Cette réalité, tous les présidents de la Ve l’ont intégrée. Ils en ont même fait un usage politique à travers une mise en scène de leur corps public et de leur corps privé, avec d’un côté des cérémonies de célébration du pouvoir présidentiel, comme les commémorations ou les fêtes nationales, et de l’autre la présentation sélective et ostentatoire d’aspects de leur vie personnelle – que ce soit leur famille, leurs animaux domestiques ou leur goût pour l’accordéon. Cette instrumentalisation des deux corps du président s’est longtemps révélée efficace : elle a permis de diversifier les messages politiques tout en garantissant une proximité avec les Français, source essentielle de la légitimité dans une démocratie d’opinion.
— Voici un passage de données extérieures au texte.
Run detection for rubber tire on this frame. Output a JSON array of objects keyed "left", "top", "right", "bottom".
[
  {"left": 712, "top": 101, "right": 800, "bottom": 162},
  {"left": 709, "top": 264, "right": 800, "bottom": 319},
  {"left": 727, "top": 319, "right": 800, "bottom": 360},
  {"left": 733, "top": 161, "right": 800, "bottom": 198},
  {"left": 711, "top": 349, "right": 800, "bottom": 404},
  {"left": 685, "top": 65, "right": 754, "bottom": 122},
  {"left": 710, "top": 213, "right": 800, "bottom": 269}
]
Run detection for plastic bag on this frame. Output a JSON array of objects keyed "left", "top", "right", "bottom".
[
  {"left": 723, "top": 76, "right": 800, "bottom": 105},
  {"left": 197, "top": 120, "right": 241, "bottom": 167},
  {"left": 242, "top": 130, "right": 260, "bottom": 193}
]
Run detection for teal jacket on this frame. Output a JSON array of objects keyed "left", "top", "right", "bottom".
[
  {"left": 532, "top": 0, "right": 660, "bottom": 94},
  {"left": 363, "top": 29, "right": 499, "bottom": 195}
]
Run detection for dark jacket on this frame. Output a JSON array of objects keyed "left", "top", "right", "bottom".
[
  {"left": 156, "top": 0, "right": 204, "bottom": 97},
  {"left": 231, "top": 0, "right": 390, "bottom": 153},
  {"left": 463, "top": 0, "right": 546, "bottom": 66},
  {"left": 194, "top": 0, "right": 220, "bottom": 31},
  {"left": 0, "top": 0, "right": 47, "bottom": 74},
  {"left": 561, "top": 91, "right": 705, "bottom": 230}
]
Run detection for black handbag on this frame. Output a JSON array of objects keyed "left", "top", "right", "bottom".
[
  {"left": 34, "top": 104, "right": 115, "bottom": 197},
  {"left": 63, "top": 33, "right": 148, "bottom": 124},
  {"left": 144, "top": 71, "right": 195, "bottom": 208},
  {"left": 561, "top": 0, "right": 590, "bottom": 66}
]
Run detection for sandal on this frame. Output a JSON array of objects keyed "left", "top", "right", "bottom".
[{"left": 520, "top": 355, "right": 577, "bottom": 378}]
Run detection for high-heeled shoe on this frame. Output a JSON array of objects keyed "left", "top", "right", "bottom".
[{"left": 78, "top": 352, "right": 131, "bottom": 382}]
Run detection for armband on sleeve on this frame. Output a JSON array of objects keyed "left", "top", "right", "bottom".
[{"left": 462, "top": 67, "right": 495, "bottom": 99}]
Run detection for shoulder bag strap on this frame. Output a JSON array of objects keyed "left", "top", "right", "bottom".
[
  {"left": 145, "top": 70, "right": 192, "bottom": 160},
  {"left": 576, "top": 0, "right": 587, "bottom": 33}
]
L’équilibre était lié au fait que la frontière entre ces deux corps, même factice, était respectée aussi bien par les présidents que par ceux dont le métier les amène à commenter leurs faits et gestes.

L’influence croissante de la communication dans la vie politique et l’esprit du temps caractérisé par une demande irrépressible de transparence ont bousculé cette frontière. Ils ont conduit à une surexposition du corps privé du président, objet de fascination pour le public et d’investigation pour les journalistes, au détriment de son corps politique. 

La présidence de Nicolas Sarkozy a marqué un tournant, et la mise en scène permanente de sa vie privée par l’ancien président a rompu les digues, déjà bien érodées, qui séparaient ces deux corps. Jusqu’alors, le corps politique du président appartenait au pays, et ses paroles et ses actes étaient scrutés minutieusement par les nombreux journalistes chargés d’en expliquer le sens. La nouveauté vient aujourd’hui de ce que son corps privé lui est également dérobé par une foule vorace, avide d’en savoir toujours plus sur son intimité. On aurait pu penser que l’élection de François Hollande, le « président normal » connu pour sa pudeur, conduirait à un retour à la situation antérieure. Il n’en fut rien et rien ne lui fut épargné, de ses frasques amoureuses qui lui valurent d’être immortalisé un casque de scooter sur la tête devant l’appartement de sa maîtresse rue du Cirque (cela ne s’invente pas), jusqu’aux confidences dévastatrices de son ex-compagne publiées dans un ouvrage devenu un best-seller. 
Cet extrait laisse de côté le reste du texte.